Dr. Krysten Stein is a Research Affiliate in the Intersectional Tech Lab. She is an Assistant Professor of Communication at the University of Cincinnati Blue Ash College and a Research Affiliate at the Center on Digital Culture and Society at the Annenberg School for Communication, University of Pennsylvania. She was a UCLA Center for Critical Internet Inquiry (C2i2) Dissertation Fellow and is a co-founder of the Content Creator Scholars Network (CCSN). Her work examines how popular culture reflects, mediates, and shapes contemporary social life. Her research engages questions of identity, representation, and political economy, with a focus on reality television, digital culture, and the platformization of mental health and therapeutic discourse. Her first book, And How Does That Make You Feel? Theratainment and the Digital Commodification of Mental Health, is under contract with the University of California Press.
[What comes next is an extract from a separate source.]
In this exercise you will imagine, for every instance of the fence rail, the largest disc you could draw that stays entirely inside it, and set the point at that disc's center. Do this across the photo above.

Areas of interest: digital culture, platform governance, reality television, influencer economies, feminist media studies, therapeutic discourse, media industries, cultural labor, public scholarship

Chad Van de Wiele

Chad Van de Wiele is a graduate researcher in the Intersectional Tech Lab. He is currently a Ph.D. candidate in the Department of Communication, with an interdepartmental concentration in Black Studies, at the University of Illinois Chicago (UIC). Drawing from theories and methods at the intersection of surveillance studies, Black studies, science and technology studies, media and communication, and critical carceral studies, his research explores the embedding of technologies of control within broader systems of racial capitalism and urban governance.

For his dissertation, Chad is investigating the expansion and legitimation of police surveillance and digital carceral infrastructure in post-bankruptcy Detroit, tracing the narratives and imaginaries that support—and resist—these developments in the name of public safety.

Areas of interest: surveillance, carceral tech, racial capitalism, critical geography, governance, resistance, techno-politics of abolition

Keri Mallari, PhD

Keri Mallari, PhD is a research affiliate with the Intersectional Tech Lab and interested in the impact of AI in digital spaces. She is also a data scientist at Tech Impact, a nonprofit supporting state agencies and other nonprofits with machine learning, predictive modeling, and causal inference for social impact.

Keri received her PhD from Human Centered Design and Engineering at University of Washington studying feedback exchange in live streaming communities. Outside of work, she's interested in gaming and/or watching movies. 

Areas of interest:

Amanda Nayes

Amanda Nayes is a Master of Science in Information student at the University of Michigan, where she studies UX research in interactive media. She holds a Bachelor’s degree in Psychology from DePaul University and previously spent four years as a researcher and project coordinator at the Indiana University Center for Collaborative Systems Change. In her free time, Amanda enjoys playing video games, traveling, reading, cooking, and consuming a little too much Dr. Pepper Zero.